What's worse is this was not the first time I've entered the As Seen on TV store with a particular purchase in mind. Several years ago, I actually purchased an Ab Slide because I honestly believed it would be as fun and effortless and effective as the infomercial promised. The woman behind me in line was clutching an Ab Slide box as well. I wonder if her quest for a six-pack was any more successful than mine.

Sadly, the As Seen on TV store let me down this time. Perhaps the AutoCool is too new to the market, or perhaps there's no room on the shelves with all the Floam and urine-stain remover they're stocking (and enthusiastically advertising in the windows).
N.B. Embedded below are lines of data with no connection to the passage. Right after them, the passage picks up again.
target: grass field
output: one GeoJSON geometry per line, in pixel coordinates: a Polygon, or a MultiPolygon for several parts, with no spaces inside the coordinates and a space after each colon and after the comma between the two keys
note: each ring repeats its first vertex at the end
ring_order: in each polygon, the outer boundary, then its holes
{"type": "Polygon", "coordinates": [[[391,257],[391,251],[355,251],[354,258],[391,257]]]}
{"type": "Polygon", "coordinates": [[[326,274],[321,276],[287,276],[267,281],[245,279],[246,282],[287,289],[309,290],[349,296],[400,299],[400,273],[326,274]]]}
It's probably just as well that I didn't waste my money. I'm not very science-minded at times, so it didn't initially occur to me that, on a 95-degree day, blowing 95-degree air into a 110-degree car really won't do much to keep the temperature at bay. On a regular mid-80s summer day, though? Am I crazy to believe it could work? The Internet knows everything, so I'm posing the question to you. AutoCool: real or hoax? I don't think Snopes is on this one, so clue me in if you're in-the-know.

Incidentally, my trip to the Mall of America was not entirely fruitless, as I did snag a pair of Tevas for $23 on clearance. It doesn't help my Heat Bin situation at all, but at least my feet will be cool and comfy on my next canoe outing later this month.

Quite possibly the worst earworm ever

Hearing The Macarena thumping from the spin class studio while I was changing after my workout was probably more than sufficient to embed that song in my head for the rest of the day. Just in case that wasn't going to do the trick, however, the trio of preteen girls who came rushing in from the pool had it covered. Have you ever heard this ever-so-clever alternate version?

(Sing it in your head to the tune of Macarena, of course)

Hamburger, cheeseburger, lettuce and tomato
Hamburger, cheeseburger, lettuce and tomato
Hamburger, cheeseburger, lettuce and tomato
Pleeeease pass the ketchup.

Yeah, that pretty much guarantees it'll be stuck there for the next three to four hours. I love my brain sometimes. And for sharing the pain with all of you? You're welcome.

More later, perhaps. (And by "more," I do not mean more mind-numbing dance hits of the past decade. Surely I can come up with something else to ramble on about instead. We shall see, I suppose.)